Tükenmişlik, zayıflık, bilinç bulanıklığı, kalp ritminde bozukluk, kalp yetmezliği, nefes alma güçlüğü ve yüksek kan basıncı, yeniden beslenme sendromunun yaygın belirtileri arasında sıralanabilir. Ayrıca yapılan çalışmalara göre bu belirtiler, yeniden beslenmenin başladığı süreci takip eden 4 gün içerisinde ortaya çıkıyor.
Kimler risk grubunda?
Uluslararası düzeyde kabul gören ve bir kişinin yeniden beslenme sendromuna yakalanmış olabileceğini gösteren birden fazla risk faktörü var. Buna göre vücut kitle indeksi 16’nın altında olanlar, son 3 ila 6 ayda vücut ağırlığının yüzde 15’inde fazlasını kaybedenler risk grubunda yer alıyor.
Ayrıca son 10 veya daha fazla ardışık gün boyunca çok az beslenenler veya hiç beslenmeyenler ile kan testi sonuçlarına göre fosfat, magnezyum ve potasyum değerleri anormal düzeyde düşük olan kişilerin de kısa süre içerisinde tıbbı destek almaları tavsiye ediliyor.

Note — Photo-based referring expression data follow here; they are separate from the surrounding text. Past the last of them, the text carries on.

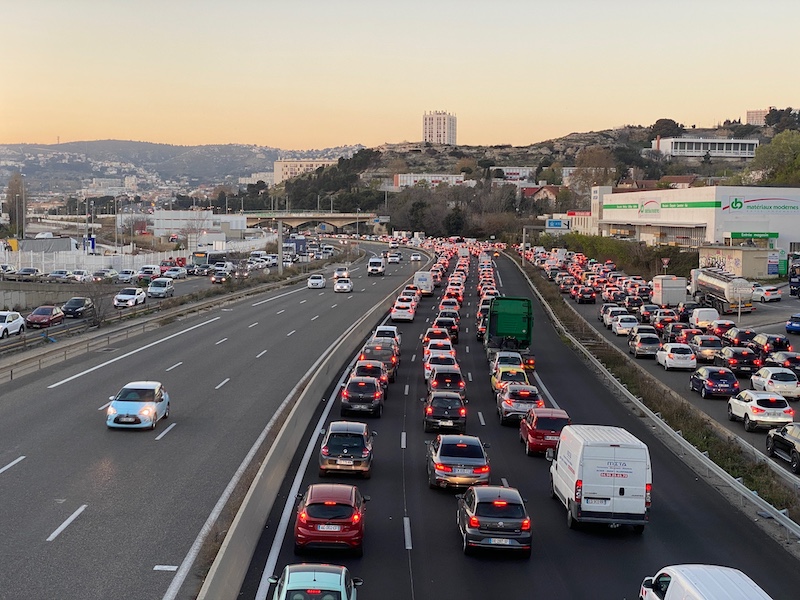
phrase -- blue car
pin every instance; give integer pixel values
(138, 405)
(793, 324)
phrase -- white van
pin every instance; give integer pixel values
(602, 474)
(700, 582)
(701, 317)
(376, 266)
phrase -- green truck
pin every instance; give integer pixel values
(509, 326)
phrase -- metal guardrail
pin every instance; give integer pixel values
(746, 495)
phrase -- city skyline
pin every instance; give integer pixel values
(321, 74)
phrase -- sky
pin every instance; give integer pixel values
(313, 74)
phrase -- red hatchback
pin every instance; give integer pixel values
(330, 515)
(540, 428)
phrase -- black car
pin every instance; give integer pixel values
(741, 361)
(444, 410)
(714, 381)
(450, 324)
(787, 360)
(78, 307)
(736, 336)
(586, 295)
(767, 343)
(785, 444)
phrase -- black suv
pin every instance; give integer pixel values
(785, 443)
(766, 343)
(444, 410)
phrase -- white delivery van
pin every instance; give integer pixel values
(424, 281)
(376, 266)
(701, 317)
(700, 582)
(601, 474)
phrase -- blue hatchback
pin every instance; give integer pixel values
(793, 324)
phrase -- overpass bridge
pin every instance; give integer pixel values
(298, 218)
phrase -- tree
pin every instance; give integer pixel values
(666, 128)
(778, 163)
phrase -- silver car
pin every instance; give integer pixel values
(457, 461)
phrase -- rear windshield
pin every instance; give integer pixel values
(462, 450)
(784, 377)
(551, 423)
(500, 510)
(772, 403)
(329, 511)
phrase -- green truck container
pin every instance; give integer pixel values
(509, 325)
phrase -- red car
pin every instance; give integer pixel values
(45, 316)
(540, 428)
(330, 515)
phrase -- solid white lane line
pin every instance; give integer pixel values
(66, 523)
(13, 462)
(131, 353)
(543, 387)
(165, 432)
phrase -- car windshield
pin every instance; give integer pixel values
(326, 511)
(461, 450)
(500, 510)
(784, 377)
(136, 395)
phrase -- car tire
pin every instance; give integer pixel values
(748, 424)
(770, 447)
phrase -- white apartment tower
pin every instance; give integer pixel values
(439, 127)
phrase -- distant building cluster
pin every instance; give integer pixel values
(439, 127)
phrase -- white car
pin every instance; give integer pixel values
(623, 324)
(130, 297)
(343, 284)
(766, 293)
(175, 273)
(676, 356)
(402, 311)
(759, 409)
(316, 281)
(776, 380)
(11, 322)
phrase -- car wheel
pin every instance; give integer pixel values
(770, 447)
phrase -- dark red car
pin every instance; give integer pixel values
(330, 515)
(45, 316)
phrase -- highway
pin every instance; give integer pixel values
(88, 512)
(412, 547)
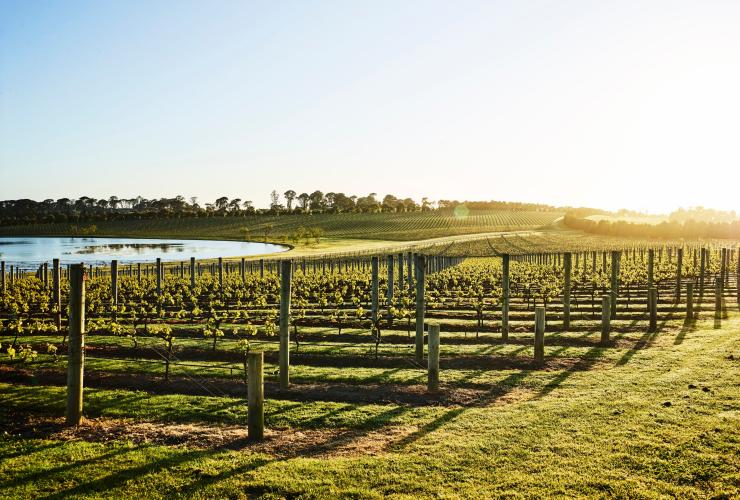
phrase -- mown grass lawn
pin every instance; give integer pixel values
(660, 420)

Sendromun tedavi edilebilmesi için mutlaka profesyonel yardım almak gerekiyor
Çünkü sendrom sebebiyle ani ve ölümcül semptomlar ortaya çıkıyor. Yeniden beslenme sendromun tedavisi ise tipik olarak hasta vücudundaki yetersiz elektrolit düzeyinin normale döndürülmesini ve sendromun etkilerini yavaşlatmayı hedefleyen yöntemleri içeriyor.